Precisando de uma vitória para sonhar com a classificação às quartas de final da Eurocopa, a Itália fez sua parte, bateu a Irlanda por 2 a 0, em Poznan, na Polônia, e terminou na primeira posição do Grupo C, devido ao empate por 0 a 0 entre Croácia e Espanha. Com o resultado, a Espanha, que venceu a Croácia por 1 a 0, termina na liderança da chave com sete pontos e a Itália em segundo com cinco. Croácia (quatro) e Irlanda (zero) completaram a chave. Agora, os italianos jogarão pelas quartas de final em Kiev, no domingo, contra França, Inglaterra ou Ucrânia.

Os gols da partida foram anotados pelo atacante Cassano e Balotelli, que foi calado pelos companheiros após marcar o gol. Conhecido pelas polêmicas em que se envolve, o atacante do Manchester City teve a boca tampada pelos colegas de seleção após balançar a rede para evitar que se envolvesse em nova questão polêmica.

A classificação faz os italianos superaram o trauma de 2004, quando venceram a Bulgária por 2 a 1 na última rodada da chave, mas um empate por 2 a 2 entre Dinamarca e Suécia acabou levando ambos à segunda fase, deixando os italianos fora. Na ocasião, a Itália insinuou uma “armação” da partida, que foi bastante disputada e, no fim, serviu para dinamarqueses e suecos.

Nesta edição da Eurocopa, a situação poderia se repetir já que uma igualdade por 2 a 2 garantiria espanhóis e croatas na próxima fase independentemente do resultado da outra partida. Porém, a história não voltou a acontecer.

Além de garantir a classificação, o triunfo ainda teve um gosto de vingança para os italianos. Isso porque há exatos 18 anos, a Irlanda venceu os tetracampeões do mundo por 1 a 0 na primeira partida do Grupo E da Copa do Mundo de 1994.

A baixa dos italianos fica por conta do zagueiro Chiellini. No dia em que o defensor Barzagli estreava na competição – estava lesionado e quase foi cortado da competição -, Chiellini sentiu uma lesão muscular no segundo tempo e precisou ser substituído por Bonucci.

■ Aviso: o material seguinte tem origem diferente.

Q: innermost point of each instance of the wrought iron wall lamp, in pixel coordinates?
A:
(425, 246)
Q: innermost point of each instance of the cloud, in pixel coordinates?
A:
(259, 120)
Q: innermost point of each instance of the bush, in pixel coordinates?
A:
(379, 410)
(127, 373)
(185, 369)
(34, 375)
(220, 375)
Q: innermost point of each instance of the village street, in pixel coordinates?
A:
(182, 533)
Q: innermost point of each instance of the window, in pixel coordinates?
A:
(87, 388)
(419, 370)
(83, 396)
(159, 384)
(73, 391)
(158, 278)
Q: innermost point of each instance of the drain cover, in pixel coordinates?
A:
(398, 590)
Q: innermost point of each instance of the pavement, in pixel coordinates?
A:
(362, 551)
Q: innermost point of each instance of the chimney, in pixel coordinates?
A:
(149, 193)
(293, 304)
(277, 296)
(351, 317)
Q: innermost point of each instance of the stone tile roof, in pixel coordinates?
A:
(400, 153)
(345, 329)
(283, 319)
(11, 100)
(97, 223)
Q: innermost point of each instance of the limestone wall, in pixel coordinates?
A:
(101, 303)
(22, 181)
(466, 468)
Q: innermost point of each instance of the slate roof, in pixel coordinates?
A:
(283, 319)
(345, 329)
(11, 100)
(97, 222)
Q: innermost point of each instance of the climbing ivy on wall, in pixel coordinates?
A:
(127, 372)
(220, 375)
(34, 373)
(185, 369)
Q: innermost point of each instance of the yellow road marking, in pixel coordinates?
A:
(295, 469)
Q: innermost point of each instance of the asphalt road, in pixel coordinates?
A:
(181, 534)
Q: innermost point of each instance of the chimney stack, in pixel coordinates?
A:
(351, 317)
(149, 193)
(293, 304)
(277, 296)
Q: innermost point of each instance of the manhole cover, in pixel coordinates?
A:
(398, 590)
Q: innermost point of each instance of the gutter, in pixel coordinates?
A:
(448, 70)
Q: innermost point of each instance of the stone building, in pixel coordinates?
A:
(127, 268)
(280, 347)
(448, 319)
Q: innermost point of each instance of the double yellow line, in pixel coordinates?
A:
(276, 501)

Depois de um início equilibrado, a Itália passou a ter um melhor momento na partida e aproveitou para abrir o marcador aos 35 minutos do primeiro tempo com um cabeceio de Cassano. Com a vantagem no marcador, os italianos pressionaram os irlandeses em busca de ampliarem o placar.

Depois de dominarem até o início do segundo tempo, os comandados de Cesare Prandelli viram os adversários melhorarem e criarem boas oportunidades de empatarem o jogo, o que eliminaria a Itália. Porém, os campeões do mundo em 2006 conseguiram suportar a pressão, ampliaram com Balotelli aos 45 minutos da etapa final e garantiram a classificação.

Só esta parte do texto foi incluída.